Die bestellten Hurrameldungen einiger Bundesminister täuschen ein wenig: Die deutsche Corona-App ist bisher kein gigantischer Erfolg. Nur jeder Fünfte nutzt sie, viele Ergebnisse laufen daran vorbei, die Zahl der Warnmeldungen ist recht klein. Trotzdem war der Start besser als von Kritikern ausgemalt. Die Technik klappt, zumindest nach großen Anlaufschwierigkeiten, der Datenschutz-Standard ist sehr hoch. Wenn damit auch nur ein paar tausend Infektionen verhindert wurden, ist es den Aufwand wert, gerade mit Blick auf Herbst und Winter.

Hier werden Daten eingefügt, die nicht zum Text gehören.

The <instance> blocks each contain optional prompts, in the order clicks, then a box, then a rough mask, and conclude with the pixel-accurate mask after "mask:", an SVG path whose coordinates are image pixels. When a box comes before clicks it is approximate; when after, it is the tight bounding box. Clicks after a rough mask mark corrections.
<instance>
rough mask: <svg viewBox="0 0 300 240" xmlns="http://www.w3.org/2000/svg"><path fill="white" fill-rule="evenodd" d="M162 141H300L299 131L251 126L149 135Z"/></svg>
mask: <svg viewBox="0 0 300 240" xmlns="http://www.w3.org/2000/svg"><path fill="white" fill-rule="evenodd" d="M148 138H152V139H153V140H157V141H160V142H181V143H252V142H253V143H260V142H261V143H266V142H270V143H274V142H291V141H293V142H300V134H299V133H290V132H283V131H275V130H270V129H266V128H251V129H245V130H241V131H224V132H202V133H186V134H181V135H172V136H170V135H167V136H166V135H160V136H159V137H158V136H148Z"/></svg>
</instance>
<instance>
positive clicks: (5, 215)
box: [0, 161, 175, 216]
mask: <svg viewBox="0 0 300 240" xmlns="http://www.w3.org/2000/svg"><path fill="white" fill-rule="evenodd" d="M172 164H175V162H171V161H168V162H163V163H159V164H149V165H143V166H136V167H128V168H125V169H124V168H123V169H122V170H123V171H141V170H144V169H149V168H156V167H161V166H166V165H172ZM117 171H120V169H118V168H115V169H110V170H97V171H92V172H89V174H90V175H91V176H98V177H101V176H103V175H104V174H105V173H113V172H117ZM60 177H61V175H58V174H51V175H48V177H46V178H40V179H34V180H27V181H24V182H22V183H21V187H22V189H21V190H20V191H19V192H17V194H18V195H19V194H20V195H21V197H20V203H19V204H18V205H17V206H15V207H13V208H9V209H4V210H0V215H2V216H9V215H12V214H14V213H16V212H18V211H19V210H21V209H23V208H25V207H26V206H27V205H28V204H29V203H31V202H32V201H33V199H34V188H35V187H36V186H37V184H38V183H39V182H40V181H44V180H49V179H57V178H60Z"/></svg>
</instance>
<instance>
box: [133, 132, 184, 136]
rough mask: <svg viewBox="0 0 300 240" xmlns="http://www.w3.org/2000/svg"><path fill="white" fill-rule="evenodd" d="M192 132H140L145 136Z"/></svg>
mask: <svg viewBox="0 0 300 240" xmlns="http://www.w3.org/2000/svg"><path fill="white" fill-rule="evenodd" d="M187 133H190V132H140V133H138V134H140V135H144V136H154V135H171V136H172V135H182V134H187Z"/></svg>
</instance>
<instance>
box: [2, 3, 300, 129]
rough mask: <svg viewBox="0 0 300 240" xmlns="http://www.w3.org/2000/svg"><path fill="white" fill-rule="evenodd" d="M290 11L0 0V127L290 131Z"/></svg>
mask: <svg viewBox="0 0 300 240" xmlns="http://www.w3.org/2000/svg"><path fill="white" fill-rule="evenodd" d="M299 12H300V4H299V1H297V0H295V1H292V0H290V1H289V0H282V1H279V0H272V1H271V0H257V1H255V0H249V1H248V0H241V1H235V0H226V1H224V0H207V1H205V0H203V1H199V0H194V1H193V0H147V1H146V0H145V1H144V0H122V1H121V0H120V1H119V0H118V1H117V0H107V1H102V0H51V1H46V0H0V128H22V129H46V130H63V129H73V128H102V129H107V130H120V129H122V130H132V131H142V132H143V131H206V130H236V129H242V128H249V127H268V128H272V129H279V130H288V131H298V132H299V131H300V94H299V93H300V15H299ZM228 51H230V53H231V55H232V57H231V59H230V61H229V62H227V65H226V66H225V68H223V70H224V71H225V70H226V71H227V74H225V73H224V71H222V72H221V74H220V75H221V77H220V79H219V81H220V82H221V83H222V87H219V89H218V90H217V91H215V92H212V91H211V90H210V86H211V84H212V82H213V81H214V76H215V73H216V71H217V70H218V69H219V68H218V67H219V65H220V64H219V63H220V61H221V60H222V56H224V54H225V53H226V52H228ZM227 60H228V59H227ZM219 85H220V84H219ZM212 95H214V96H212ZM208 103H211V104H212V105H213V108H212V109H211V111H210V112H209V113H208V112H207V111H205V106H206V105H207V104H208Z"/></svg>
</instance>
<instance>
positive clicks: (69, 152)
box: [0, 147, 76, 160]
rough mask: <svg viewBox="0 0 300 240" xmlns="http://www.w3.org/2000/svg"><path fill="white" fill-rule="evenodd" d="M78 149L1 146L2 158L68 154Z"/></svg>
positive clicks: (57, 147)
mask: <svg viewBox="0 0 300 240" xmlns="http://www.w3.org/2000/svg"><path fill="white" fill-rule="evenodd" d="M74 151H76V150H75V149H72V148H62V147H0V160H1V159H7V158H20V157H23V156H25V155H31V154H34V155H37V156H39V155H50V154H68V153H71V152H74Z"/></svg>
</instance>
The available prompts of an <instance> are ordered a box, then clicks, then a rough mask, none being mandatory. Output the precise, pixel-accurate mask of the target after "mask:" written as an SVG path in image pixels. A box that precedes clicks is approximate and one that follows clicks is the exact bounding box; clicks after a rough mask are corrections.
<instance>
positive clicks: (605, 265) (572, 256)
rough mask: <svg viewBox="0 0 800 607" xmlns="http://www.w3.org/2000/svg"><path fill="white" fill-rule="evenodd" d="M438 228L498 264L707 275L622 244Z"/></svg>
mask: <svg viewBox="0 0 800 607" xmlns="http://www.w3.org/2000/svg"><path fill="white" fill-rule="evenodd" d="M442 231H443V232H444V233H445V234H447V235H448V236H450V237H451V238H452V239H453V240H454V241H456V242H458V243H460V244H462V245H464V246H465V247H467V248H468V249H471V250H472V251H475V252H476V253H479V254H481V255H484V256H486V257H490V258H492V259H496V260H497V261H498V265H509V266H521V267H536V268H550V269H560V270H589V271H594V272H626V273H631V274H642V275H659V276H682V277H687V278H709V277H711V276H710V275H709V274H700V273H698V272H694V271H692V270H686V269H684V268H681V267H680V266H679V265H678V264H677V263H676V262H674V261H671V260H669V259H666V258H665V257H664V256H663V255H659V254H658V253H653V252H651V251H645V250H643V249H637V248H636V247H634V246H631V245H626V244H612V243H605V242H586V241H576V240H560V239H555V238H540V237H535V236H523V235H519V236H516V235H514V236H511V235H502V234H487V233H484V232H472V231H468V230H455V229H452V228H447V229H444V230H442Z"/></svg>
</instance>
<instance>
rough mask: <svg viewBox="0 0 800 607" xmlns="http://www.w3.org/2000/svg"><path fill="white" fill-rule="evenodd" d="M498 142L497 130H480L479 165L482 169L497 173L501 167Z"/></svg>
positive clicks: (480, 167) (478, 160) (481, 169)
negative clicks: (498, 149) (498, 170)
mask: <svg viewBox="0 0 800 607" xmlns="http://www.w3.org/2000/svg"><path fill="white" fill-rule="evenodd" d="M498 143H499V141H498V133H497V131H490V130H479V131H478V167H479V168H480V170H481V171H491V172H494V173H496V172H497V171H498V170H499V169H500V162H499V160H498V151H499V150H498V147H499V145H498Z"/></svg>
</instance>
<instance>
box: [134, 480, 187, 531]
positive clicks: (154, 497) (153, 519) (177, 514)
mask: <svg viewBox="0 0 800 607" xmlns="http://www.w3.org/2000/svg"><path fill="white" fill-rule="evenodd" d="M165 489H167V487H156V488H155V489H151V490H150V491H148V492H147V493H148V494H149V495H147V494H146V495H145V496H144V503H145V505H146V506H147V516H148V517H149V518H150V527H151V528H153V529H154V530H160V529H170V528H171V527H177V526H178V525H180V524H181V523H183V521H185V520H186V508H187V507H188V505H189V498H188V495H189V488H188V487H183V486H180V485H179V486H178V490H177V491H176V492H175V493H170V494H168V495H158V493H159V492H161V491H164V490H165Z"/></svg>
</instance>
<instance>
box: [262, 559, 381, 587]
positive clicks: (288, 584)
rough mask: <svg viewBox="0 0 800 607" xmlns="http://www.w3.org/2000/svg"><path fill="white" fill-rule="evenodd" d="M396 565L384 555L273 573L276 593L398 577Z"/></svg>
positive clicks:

Die App dürfte vor allem helfen, Begegnungen im Arbeitsleben sicherer zu machen. Auch das ist wichtig. Sie ist ein Baustein von vielen in einem Schutz-Paket. Nichts davon bietet absolute Sicherheit gegen das Virus, aber vieles verringert Risiken entscheidend. Zu 100 Prozent wirken ja leider auch Alltagsmaske, Desinfektionsgel und 1,50-Meter-Abstand nicht, auch keiner der täglich 300 gefragten und ungefragten Virologen-Ratschläge.

Es ist gut, dass kein Staat, kein Chef, kein Wirt die App-Nutzung vorschreiben, das widerspräche dem deutschen Verständnis von Selbstbestimmung. Vernünftig ist der Gebrauch trotzdem, auch zum eigenen Schutz. Technik, Tests, Masken, Hygiene – alles nicht perfekt, aber die viel bequemere Alternative zu einem Lockdown, den andere Länder gerade wieder erleben und den wir uns dringend ersparen sollten.